Ok first off...engine selection. this post mentions a guy running 13:1.. i assume your planning on race fuel, if so, rethink that. Methanol is cheaper, runs cooler, and makes more power, esp. on decent compression.
Second...I wont dive to deep into cam selection, however, a good rule of thumb is big valves (means nothing under 1.94 2.02) and decent runner length on your heads. then have the heads flow tested at a reputable shop. and pick your cam to operate with your heads and compression. example: a set of 882 smog heads will only flow to .450 lift. so a cam bigger will be killed by heads. how do i know? i spent thousands of bucks and weeks at my engine builders shop flow bench testing heads.
When picking a cam, contrary to what most will tell u, weight of the car and gears and so on mean nothin. when u dyno said engine they never ask what car its goin in or what gears it has. Anyone who wants to argue this point needs to call Denny at motor machine and supply in tucson AZ. he is a cam god and laughs when people mention stuff like that. This guy designs cams for almost every high level motorsport there is.
carb selection. alot of this has to do with what fuel you are planning on running, and how crucial tuning is to you. You can buy off the shelf stuff, but remember, these carbs are designed for the masses, not for you and your engine. For tuneability holley is my personal pick, most wheel dyno guys have jet kits and squirters and so on on hand, and parts are easy to change. running gas requires u to stay on top of your jetting and such when ambient temp changes and baro pressure changes. If you decide on meth it is much more forgiving and generally once u pick a decent jet size it is good for a wide range of temps. If you really want an engine to perform, get a carb built for you. I personally went through this. after all the hastle, you will be money and time ahead if you have someone build a carb for your set up. I ran through a few carb hacks before i found kinetic performance in ithica, NY. since then i have bolted them on and fine tuned a bit and went racing. Also..650cfm is a good carb if your running a stock 305, anything bigger and your choking the heck out of your engine. just an example: when i ran pure stocks my kp 2g rochester would flow 600 cfm, that was a 2 barrel with major mods. on a 355 with 9:1 compression on pump gas with a .450 lift rule cam and cast iron manifolds. do the math, if my baby 355 had 600 cfm and could have used more. how bad are u starving a 383 woth flow and headers with a 650?

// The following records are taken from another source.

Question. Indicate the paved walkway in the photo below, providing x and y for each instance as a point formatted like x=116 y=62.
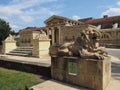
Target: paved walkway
x=27 y=60
x=56 y=85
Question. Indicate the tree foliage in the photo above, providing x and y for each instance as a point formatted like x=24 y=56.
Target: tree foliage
x=5 y=30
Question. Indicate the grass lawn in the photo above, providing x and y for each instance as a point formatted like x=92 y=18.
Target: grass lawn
x=17 y=80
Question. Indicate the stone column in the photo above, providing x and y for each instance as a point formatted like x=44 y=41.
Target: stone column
x=9 y=44
x=41 y=46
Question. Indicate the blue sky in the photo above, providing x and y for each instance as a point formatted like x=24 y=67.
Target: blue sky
x=32 y=13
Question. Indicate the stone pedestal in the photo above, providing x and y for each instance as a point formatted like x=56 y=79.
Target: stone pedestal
x=41 y=47
x=91 y=73
x=9 y=44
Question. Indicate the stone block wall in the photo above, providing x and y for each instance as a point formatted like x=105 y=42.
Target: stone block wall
x=94 y=74
x=70 y=33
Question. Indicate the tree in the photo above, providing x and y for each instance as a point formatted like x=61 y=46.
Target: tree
x=5 y=30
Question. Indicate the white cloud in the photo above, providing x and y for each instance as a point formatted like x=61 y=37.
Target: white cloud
x=14 y=26
x=27 y=19
x=118 y=3
x=22 y=12
x=75 y=17
x=112 y=12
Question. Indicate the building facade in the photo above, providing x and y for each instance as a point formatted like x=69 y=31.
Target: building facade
x=27 y=35
x=109 y=27
x=62 y=29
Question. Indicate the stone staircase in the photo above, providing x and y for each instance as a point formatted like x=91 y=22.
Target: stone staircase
x=21 y=51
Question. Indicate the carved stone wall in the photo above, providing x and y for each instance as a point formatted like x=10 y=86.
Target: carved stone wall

On a foot note: one guy said stick feeler gauge in between rocker and valve stem and adjust to no lash plus a half turn on a solid lift cam..ummmmm. no. adjust to zero lash period with feelers installed. run engine to operating temp and check again cuz stuff expands. and the manufactures recommened lash is just that, recommended. you can vary up or dow .005 or so. remember changing lash is changing lift, and it is an excellent way to fine tune your torgue curve.
another note.....vortec heads are great low buck iron heads, but if you plan on going over .500 lift you need to machine valve spring pockets for taller springs or the will most certainly bind at high rpm.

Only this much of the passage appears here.